4. DO ABANDONO AFETIVO DAS CRIANÇAS E ADOLESCENTES

4.2 EFEITOS JURÍDICOS DA RESPONSABILIDADE CIVIL NO ABANDONO AFETIVO

Como bem assinalado no decorrer do trabalho, na responsabilidade civil subjetiva, tem-se de provar a ação ou omissão do agente, o dano experimentado pela vítima e a relação de causalidade entre a ação ou omissão e o dano sofrido, onde faz-se mister provar que o agente agiu com culpa. (CARVALHO NETO, 2005, p. 48)

Com muita propriedade é que Noronha (2003, p.368) esclarece que “só haverá ato ilícito se a conduta do agente, seja ativa ou omissiva” puder ser imputada a culpa.
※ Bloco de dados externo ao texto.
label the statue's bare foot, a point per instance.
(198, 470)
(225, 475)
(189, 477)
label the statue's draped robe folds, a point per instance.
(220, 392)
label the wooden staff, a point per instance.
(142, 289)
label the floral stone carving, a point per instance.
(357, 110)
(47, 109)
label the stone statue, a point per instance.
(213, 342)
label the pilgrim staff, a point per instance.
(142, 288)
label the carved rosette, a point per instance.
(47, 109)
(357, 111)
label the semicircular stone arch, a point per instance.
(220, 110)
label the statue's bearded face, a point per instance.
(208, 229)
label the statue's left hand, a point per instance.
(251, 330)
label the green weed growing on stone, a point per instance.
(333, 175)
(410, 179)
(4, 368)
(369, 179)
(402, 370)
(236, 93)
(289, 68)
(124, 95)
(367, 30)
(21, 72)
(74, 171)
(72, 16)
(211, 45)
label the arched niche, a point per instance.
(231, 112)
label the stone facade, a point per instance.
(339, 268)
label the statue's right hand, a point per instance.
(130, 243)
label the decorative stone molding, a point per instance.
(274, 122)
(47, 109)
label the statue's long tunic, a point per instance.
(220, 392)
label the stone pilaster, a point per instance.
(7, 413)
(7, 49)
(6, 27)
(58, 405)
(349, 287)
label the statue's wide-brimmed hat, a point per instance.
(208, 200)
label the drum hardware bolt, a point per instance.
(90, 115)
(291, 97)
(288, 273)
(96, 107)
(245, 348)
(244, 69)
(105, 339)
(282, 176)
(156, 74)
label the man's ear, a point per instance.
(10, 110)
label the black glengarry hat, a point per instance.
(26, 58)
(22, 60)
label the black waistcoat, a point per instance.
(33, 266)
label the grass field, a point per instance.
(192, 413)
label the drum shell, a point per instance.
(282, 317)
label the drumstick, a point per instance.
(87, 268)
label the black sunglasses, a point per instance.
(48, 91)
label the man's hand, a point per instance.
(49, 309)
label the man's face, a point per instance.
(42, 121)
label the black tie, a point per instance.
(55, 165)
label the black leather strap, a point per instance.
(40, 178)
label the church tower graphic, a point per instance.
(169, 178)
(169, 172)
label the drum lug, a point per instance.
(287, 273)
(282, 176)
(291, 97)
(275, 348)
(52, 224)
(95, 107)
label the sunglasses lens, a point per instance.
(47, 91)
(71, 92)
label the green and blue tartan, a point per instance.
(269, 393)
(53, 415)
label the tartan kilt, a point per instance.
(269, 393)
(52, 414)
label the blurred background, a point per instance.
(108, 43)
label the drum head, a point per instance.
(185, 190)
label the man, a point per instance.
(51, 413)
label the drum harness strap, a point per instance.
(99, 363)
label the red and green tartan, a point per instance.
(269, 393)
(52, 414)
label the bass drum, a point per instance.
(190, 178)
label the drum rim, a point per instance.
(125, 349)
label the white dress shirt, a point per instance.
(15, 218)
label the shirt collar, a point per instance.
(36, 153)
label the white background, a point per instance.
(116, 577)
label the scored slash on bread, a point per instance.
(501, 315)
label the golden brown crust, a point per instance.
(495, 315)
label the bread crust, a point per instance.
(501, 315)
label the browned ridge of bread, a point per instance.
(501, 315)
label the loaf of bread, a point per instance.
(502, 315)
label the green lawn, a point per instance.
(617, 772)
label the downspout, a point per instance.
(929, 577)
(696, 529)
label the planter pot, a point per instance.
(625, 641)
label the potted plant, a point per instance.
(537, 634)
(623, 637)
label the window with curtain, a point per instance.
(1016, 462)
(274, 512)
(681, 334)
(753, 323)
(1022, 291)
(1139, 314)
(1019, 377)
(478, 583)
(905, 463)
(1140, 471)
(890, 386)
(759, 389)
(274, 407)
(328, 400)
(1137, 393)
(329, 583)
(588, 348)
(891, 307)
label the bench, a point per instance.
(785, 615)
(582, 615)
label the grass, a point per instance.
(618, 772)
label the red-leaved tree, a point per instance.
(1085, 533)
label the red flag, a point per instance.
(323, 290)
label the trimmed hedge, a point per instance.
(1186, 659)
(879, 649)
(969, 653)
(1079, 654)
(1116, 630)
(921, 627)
Neste norte, Noronha (2003, p.369) ainda assevera que a vontade do agente é relevante, seja a ação dolosa, intencional; seja culposa, eivada de negligência ou imprudência, sendo sempre associada à vontade do seu autor, explicando que:

Negligência é desatenção, falta de cuidado, que faz não prever um fato danoso que poderia acontecer; imprudência é excesso de confiança ou imprevidência, que leva a não adotar as cautelas necessárias, a não tomar as precauções que seriam exigíveis para evitar o fato danoso. [...] Em todas estas hipóteses o autor poderia ter agido de forma diferente, se quisesse ou se tivesse sido mais cuidadoso, como era de se exigir que fosse.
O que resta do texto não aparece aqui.